Mikolaj Kniejski's Quick takes

By Mikolaj Kniejski @ 2024-11-25T20:18 (+3)

null
Mikolaj Kniejski @ 2024-11-25T20:18 (+10)

I’m working on a project to estimate the cost-effectiveness of AIS orgs, something like Animal Charity Evaluators does. This involves gathering data on metrics such as:

Some organizations (e.g., MATS, AISC) share impact analyses, there’s no broad comparison. AI safety orgs operate on diverse theories of change, making standardized evaluation tricky—but I think rough estimates could help with prioritization.

I’m looking for:

  1. Previous work
  2. Collaborators
  3. Feedback on the idea

If you have ideas for useful metrics or feedback on the approach, let me know!

Will Aldred @ 2024-11-25T21:23 (+5)

For previous work, I point you to @NunoSempere’s ‘Shallow evaluations of longtermist organizations,’ if you haven’t seen it already. (While Nuño didn’t focus on AI safety orgs specifically, I thought the post was excellent, and I imagine that the evaluation methods/approaches used can be learned from and applied to AI safety orgs.)

Mikolaj Kniejski @ 2024-11-25T23:30 (+4)

Thanks! I saw that post. It's an excellent approach. I'm planning to do something similar, but less time-consuming and limited. The range of theories of change that are pursued in AIS is limited and can be broken down into:

  • Evals
  • Field-building
  • Governance
  • Research

Evals can be measured by quality and number of evals, relevance to ex-risks. It seems pretty straightforward to differentiate a bad eval org from a good eval org—engaging with major labs, having a lot of evals, and a relation to existential risks.

Field-building—having a lot of participants who do awesome things after the project.

Research—I argue that the number of citations is also a good proxy for the impact of a paper. It's definitely easy to measure and is related to how much engagement a paper received.
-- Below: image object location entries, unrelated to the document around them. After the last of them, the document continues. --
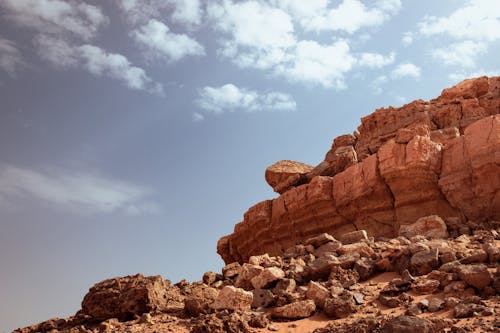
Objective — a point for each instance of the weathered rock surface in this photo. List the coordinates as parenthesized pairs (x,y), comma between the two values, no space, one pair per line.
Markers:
(283,175)
(125,297)
(425,158)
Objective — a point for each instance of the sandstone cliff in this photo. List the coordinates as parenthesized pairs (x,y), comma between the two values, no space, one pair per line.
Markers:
(439,157)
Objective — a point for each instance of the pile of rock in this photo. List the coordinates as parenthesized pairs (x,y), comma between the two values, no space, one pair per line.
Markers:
(321,275)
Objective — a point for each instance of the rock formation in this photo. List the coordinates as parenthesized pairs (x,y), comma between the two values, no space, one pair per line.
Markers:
(397,230)
(440,157)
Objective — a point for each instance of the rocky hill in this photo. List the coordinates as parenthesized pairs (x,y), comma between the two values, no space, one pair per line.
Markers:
(397,230)
(438,157)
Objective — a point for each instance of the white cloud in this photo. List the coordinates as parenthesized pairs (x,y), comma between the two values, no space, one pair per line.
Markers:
(315,63)
(197,117)
(10,57)
(477,20)
(460,54)
(78,192)
(96,61)
(406,70)
(349,16)
(460,76)
(261,36)
(377,84)
(187,12)
(163,43)
(407,39)
(375,60)
(231,98)
(56,16)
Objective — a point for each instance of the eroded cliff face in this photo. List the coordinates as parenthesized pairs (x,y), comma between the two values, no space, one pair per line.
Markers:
(440,157)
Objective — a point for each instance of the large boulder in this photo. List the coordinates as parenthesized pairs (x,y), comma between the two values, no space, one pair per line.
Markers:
(439,157)
(283,175)
(130,296)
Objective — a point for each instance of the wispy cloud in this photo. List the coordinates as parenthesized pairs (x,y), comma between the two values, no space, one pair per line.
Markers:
(228,98)
(375,60)
(96,61)
(461,54)
(78,192)
(406,70)
(163,43)
(261,35)
(349,16)
(186,12)
(10,57)
(56,16)
(477,20)
(473,27)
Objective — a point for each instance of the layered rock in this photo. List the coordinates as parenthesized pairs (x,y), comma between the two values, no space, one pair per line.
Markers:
(440,157)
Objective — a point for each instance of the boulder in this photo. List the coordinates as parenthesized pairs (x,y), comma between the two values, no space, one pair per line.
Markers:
(296,310)
(285,174)
(232,298)
(130,296)
(428,226)
(477,276)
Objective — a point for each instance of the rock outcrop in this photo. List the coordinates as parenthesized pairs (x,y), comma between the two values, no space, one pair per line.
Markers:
(440,157)
(351,287)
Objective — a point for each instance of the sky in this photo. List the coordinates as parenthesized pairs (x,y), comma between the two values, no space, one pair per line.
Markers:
(135,133)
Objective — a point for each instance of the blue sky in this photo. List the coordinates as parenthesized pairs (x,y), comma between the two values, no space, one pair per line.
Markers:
(135,133)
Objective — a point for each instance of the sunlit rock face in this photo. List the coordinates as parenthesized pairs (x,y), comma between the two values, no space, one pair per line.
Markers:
(438,157)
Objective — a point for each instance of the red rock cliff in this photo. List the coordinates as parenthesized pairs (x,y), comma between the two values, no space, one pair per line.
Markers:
(439,157)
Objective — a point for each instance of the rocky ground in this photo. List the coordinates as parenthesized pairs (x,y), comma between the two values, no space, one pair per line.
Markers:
(416,282)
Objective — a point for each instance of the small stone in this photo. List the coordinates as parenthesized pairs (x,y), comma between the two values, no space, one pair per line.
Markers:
(231,270)
(426,286)
(319,240)
(431,226)
(262,298)
(408,324)
(273,328)
(478,256)
(359,298)
(296,310)
(340,307)
(365,268)
(354,237)
(267,278)
(477,276)
(435,304)
(247,273)
(361,248)
(209,277)
(317,293)
(424,262)
(328,248)
(232,298)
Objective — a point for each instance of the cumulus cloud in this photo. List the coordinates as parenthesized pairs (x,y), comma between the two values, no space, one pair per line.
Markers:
(231,98)
(163,43)
(349,16)
(96,61)
(407,39)
(474,26)
(477,20)
(78,192)
(460,76)
(10,57)
(375,60)
(56,16)
(187,12)
(406,70)
(460,54)
(312,62)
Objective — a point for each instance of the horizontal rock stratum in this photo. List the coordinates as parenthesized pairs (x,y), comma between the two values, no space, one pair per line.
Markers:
(440,157)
In the absence of any work done to bring the paper to the attention of key decision makers, it's very related to the engagement.
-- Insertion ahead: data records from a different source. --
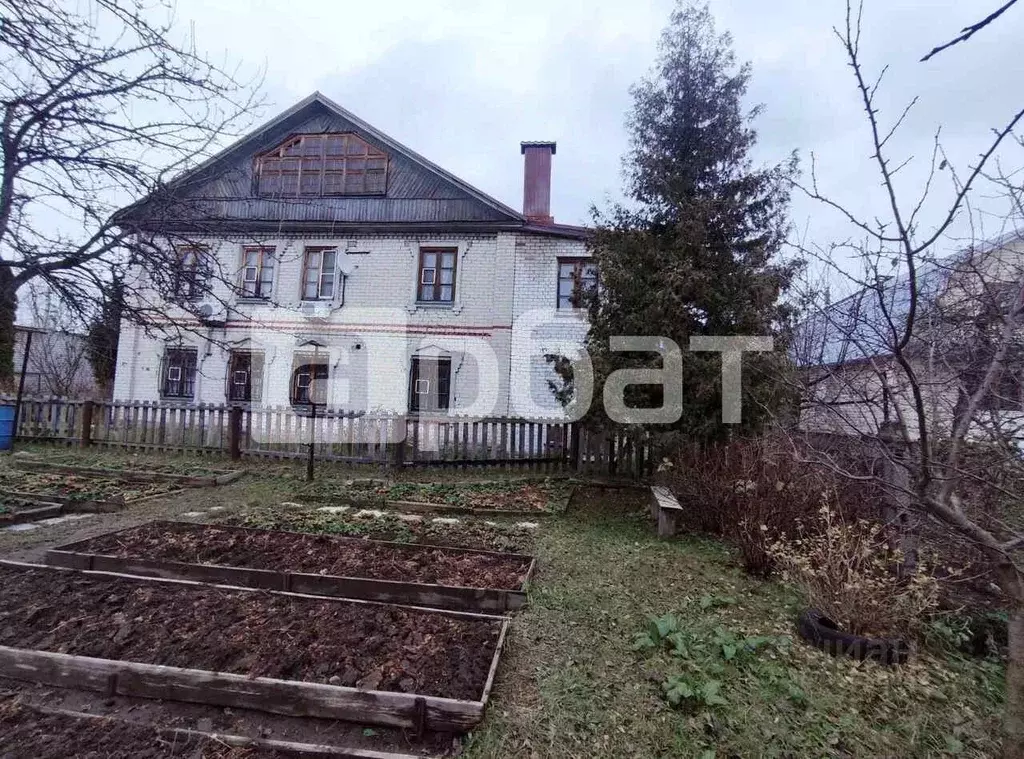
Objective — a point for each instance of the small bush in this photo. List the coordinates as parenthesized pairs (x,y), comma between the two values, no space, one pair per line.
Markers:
(734,490)
(847,571)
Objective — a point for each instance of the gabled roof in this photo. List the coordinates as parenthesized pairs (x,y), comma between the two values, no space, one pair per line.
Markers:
(858,327)
(420,193)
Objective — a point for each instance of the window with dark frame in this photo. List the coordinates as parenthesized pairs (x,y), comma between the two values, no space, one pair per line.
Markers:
(1006,392)
(257,271)
(320,273)
(435,283)
(309,379)
(178,374)
(323,164)
(245,377)
(576,277)
(430,384)
(192,273)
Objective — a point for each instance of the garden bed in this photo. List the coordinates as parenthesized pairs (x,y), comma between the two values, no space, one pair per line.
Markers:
(397,573)
(46,732)
(146,472)
(280,652)
(508,497)
(55,735)
(81,493)
(17,510)
(504,537)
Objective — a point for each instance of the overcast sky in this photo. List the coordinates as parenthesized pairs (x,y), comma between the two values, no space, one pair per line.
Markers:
(463,82)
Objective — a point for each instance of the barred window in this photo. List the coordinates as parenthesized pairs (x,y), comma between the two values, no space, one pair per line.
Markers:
(576,277)
(179,374)
(245,377)
(257,271)
(323,164)
(318,273)
(436,276)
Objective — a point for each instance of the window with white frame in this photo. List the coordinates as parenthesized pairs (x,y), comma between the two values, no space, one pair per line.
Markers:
(577,277)
(257,271)
(192,272)
(436,276)
(309,379)
(178,373)
(320,273)
(430,384)
(245,377)
(323,165)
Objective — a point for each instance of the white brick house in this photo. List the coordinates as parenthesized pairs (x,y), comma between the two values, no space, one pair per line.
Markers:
(331,260)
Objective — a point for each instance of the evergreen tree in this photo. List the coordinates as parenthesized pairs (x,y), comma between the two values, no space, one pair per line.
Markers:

I'm not sure how to think about governance.

Take this with a grain of salt. 


EDIT: Also I think that engaging broader ML community with AI safety is extremely valuable and citations tells us how if an organization is good at that. Another thing that would be good to reivew is to ask about transparency of organizations, how thier estimate their own impact and so on - this space is really unexplored and this seems crazy to me. The amount of money that goes into AI safety is gigantic and it would be worth exploring what happens with it. 

Mikolaj Kniejski @ 2024-12-13T23:12 (+4)

Meta: I'm requesting feedback and gauging interest. I'm not a grantmaker.
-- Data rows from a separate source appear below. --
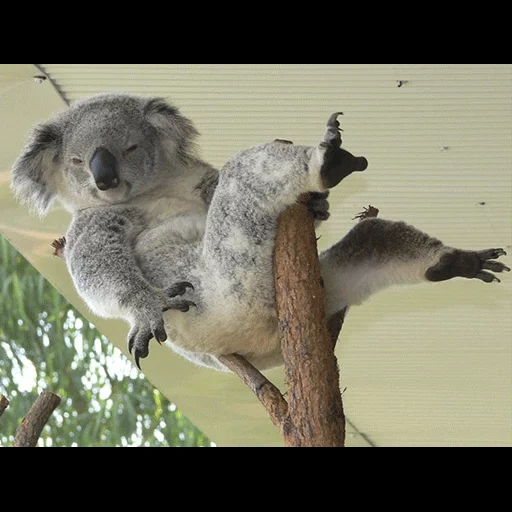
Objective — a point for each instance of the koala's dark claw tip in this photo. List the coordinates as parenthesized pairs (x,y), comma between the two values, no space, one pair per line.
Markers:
(160,335)
(186,305)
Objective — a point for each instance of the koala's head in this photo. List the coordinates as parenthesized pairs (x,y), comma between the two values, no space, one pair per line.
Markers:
(105,149)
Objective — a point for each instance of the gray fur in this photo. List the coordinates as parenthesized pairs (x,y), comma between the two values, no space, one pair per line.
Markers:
(173,221)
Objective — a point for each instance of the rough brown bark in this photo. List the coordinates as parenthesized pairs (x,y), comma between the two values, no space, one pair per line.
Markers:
(315,407)
(3,404)
(266,392)
(30,429)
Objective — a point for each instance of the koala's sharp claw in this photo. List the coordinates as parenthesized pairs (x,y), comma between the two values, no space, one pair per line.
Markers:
(333,120)
(160,334)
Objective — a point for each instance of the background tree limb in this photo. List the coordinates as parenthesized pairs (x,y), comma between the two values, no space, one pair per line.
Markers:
(30,429)
(3,404)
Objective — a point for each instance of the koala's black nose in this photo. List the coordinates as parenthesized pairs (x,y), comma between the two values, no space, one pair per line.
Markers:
(103,167)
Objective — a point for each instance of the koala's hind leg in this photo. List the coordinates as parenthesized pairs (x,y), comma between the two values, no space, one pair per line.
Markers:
(377,253)
(254,187)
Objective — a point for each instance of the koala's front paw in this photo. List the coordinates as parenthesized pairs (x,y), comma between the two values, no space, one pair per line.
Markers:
(337,163)
(468,264)
(149,322)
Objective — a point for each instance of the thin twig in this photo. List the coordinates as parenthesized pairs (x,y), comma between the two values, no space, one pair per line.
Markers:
(4,403)
(30,429)
(266,392)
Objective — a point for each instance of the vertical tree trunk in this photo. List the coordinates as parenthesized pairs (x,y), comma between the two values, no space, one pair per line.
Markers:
(315,408)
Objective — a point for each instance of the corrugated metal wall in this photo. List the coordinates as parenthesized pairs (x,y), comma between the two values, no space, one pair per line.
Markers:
(423,365)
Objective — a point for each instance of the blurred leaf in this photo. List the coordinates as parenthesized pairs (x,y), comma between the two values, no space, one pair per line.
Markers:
(37,332)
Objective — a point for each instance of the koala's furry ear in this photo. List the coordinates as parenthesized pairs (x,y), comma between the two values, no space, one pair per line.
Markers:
(177,132)
(32,173)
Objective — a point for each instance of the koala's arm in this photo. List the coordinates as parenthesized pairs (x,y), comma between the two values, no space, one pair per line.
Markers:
(102,262)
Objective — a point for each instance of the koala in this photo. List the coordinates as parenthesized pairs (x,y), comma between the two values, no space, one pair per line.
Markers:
(183,252)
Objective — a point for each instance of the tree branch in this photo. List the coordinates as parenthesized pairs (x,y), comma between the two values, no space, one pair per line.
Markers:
(266,392)
(4,403)
(30,429)
(315,406)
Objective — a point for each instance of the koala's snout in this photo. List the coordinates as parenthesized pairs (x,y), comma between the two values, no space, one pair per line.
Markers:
(103,166)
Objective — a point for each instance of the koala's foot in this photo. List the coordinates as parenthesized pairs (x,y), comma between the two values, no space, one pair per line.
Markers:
(337,163)
(367,213)
(149,321)
(468,264)
(318,205)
You can use prediction markets to improve grantmaking. The assumption is that having accurate predictions about project outcomes benefits the grantmaking process.

Here’s how I imagine the protocol could work:

  1. Someone proposes an idea for a project.
  2. They apply for a grant and make specific, measurable predictions about the outcomes they aim to achieve.

Examples of grant proposals and predictions (taken from here):

A prediction market is created based on these proposed outcomes, conditional on the project receiving funding. Some of the potential grant money is staked to make people trade.

Obvious criticism is that:

Ozzie Gooen @ 2024-12-14T00:01 (+4)

I'm also a broad fan of this sort of direction, but have come to prefer some alternatives. Some points:
1. I believe of this is being done at OP. Some grantmakers make specific predictions, and some of those might be later evaluated. I think that these are mostly private. My impression is that people at OP believe that they have critical information that can't be made public, and I also assume it might be awkward to make any of this public.
2. Personally, I'd flag that making and resolving custom questions for each specific grant can be a lot of work. In comparison, it can be great when you can have general-purpose questions, like, "how much will this organization grow over time" or "based on a public ranking of the value of each org, where will this org be?"
3. While OP doesn't seem to make public prediction market questions on specific grants, they do sponsor Metaculus questions and similar on key strategic questions. For example, there are a tournaments on AI risk, bio, etc. I'm overall a fan of this. 

4. In the future, AI forecasters could do interesting things. OP could take the best ones, then these could make private forecasts of many elements of any program. 

Mikolaj Kniejski @ 2024-12-14T00:44 (+1)

Re 2. I agree that this is a lot of work but it's little given how much money goes into grants. Some of the predictions are also quite straightforward to resolve. 

Well, glad to hear that they are using it. 

I believe that an alternative could be funding a general direction, e.g., funding everything in AIS, but I don't think that these approaches are exclusive.